事務所に積まれた、稼働していないジャフヌン鍋。飯盒(はんごう)を思い出した。
渡されたジャフヌン一式。
ジャフヌンを開放
コロナ禍でイートインができなかったので、家に持ち帰って食べることにしました。なん十年か前に京都の実家でミニ四駆の箱を開封してた時を思い出しながら、おばちゃんに渡されジャフヌン一式を開放していきます。
ジャフヌン一式からオーラが立ちのぼっているかのように視えた。
アルミホイルに包まれた物体2つ、液体のタッパー2つ、が入っていた。
大きなアルミホイルの中にはジャフヌン2本ぶん。鍋の名残がある形状。
トマトソースと、みどりの辛いソース。
たまご。
まきずし! つけもの! しょうゆ! わさび! のような、お手本のような布陣。
ジャフヌンを食べる
これまでに私は一度だけ(機内食の)ジャフヌンを食べたことがありました。でもあの時の私はとんでいたので、味の記憶も飛び気味。我が家で地に足つけて集中して食べてみると、あのときの味わいがデジタルリマスター版で蘇りました。
「これぞジャフヌン!」がカムバック。
ジャフヌンは脂を大量に含むため、かなりモイスチャー。クロワッサンを芯まで油に浸したような水分量で(でもびちょびちょではない)、持つとカレーパンやドーナツくらい手に油がつきます。その食感は、伸びないモチ(またはグミ)。
材料には蜜や塩が含まれるけれどスイーツほど甘くなく、 とはいえしょっぱくもない塩梅。味の属性を無理やり日本の食べ物で例えると「ハッピーターン」。でもテンションは低めで、「幸福、戻ってくる」くらい噛み締めがいのある、シブいうまみ。

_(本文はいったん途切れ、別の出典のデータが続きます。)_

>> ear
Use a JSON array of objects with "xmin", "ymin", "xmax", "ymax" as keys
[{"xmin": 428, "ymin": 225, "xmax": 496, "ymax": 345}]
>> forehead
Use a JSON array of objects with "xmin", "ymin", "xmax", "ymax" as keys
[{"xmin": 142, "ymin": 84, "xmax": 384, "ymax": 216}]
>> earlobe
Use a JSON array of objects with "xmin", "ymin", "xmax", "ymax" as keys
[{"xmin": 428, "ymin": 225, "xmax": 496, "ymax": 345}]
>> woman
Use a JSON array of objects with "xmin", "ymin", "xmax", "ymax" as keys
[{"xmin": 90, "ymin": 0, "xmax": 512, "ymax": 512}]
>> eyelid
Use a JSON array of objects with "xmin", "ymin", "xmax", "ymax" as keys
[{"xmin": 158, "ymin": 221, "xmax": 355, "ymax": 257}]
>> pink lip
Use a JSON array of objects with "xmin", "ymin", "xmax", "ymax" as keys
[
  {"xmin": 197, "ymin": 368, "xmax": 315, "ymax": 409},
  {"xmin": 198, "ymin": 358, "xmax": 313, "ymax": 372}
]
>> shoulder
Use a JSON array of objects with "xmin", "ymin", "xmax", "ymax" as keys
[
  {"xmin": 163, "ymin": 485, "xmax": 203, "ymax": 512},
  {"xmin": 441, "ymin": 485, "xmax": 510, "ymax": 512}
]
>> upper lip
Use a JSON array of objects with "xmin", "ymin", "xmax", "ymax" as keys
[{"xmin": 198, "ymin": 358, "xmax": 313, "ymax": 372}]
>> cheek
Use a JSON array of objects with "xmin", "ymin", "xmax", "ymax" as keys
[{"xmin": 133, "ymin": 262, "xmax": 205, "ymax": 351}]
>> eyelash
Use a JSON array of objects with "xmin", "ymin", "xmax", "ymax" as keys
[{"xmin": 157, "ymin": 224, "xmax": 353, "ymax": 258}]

「小麦と蜜と塩」を味わう質素な料理のハズなのですが、脂を多く含むためか、妙に食べ応えがあります(まるで油モチ)。 そこで必要となってくるのがトマトソースのサルサ。「すりおろしトマト」くらいサッパリしているので、辻褄が合います。
不安を感じるくらい潔い、トマトだけの味。
トマトに飽きはじめた頃に、ジャフヌン界のわさび「みどりの辛いソース」が必要となってきます(私は)。その正体は「コリアンダーと唐辛子のペースト」で、中東のイエメン発祥の「スクッグ/Zhug」という調味料。

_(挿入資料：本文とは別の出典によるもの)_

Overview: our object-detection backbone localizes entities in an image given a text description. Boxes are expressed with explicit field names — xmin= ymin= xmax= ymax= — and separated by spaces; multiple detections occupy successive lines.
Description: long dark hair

スクッグ。わさびよりは「食べるラー油」みたいな使い方をする。
完全体のジャフヌン。
あとはつけものポジションの焼き卵で適度に口直しをしつつ、口内の刺激を保ちながら完食までもっていきます。こう説明すると作業のように聞こえますが、実際にジャフヌン食べの後半はちょっと飽きてた……というのが正直な感想。
イスラエルの料理はなにかと卵をよく使う。
退屈と感じましたが、ジャフヌンはそもそも朝食メニューと知って「だとすると最高」と納得しました。モチとかグミとかハッピーターンをディナーの皿に盛られてもだけど、軽食としてなら最高! となる。そんな考え方がハマる食べ物でした。

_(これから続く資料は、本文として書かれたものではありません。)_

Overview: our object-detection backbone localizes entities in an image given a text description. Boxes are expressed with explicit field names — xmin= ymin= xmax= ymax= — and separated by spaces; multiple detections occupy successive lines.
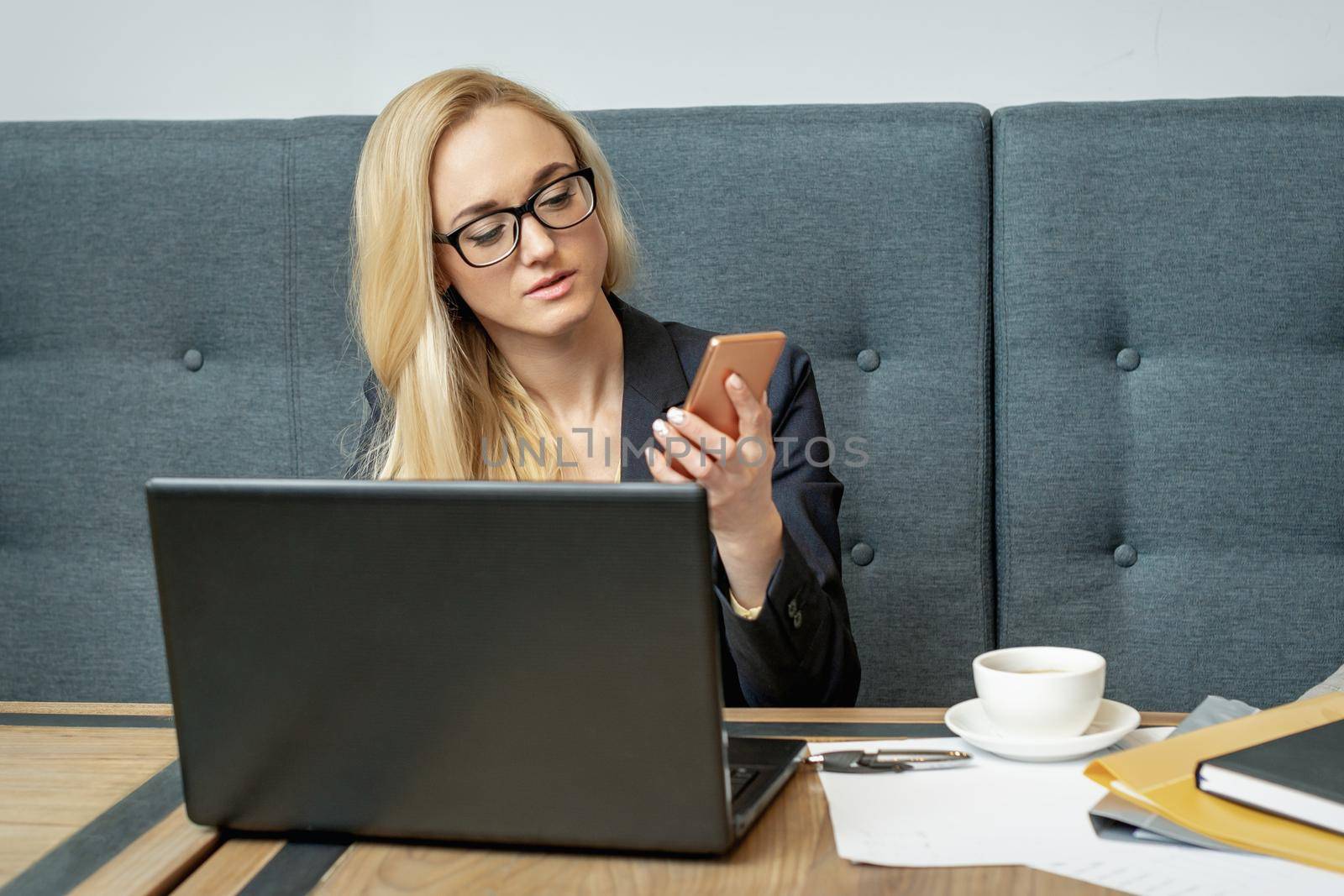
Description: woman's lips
xmin=527 ymin=274 xmax=574 ymax=298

ジャフヌン屋「Jachnun Mul Hayam」の概要
・ジャフヌン一人前 25シェケル/750円
・住所:HaYarkon St 22, Tel Aviv-Yafo
・営業時間:毎日10〜19時(土曜のみ6時オープン)
「Jachnun Mul Hayam」の位置。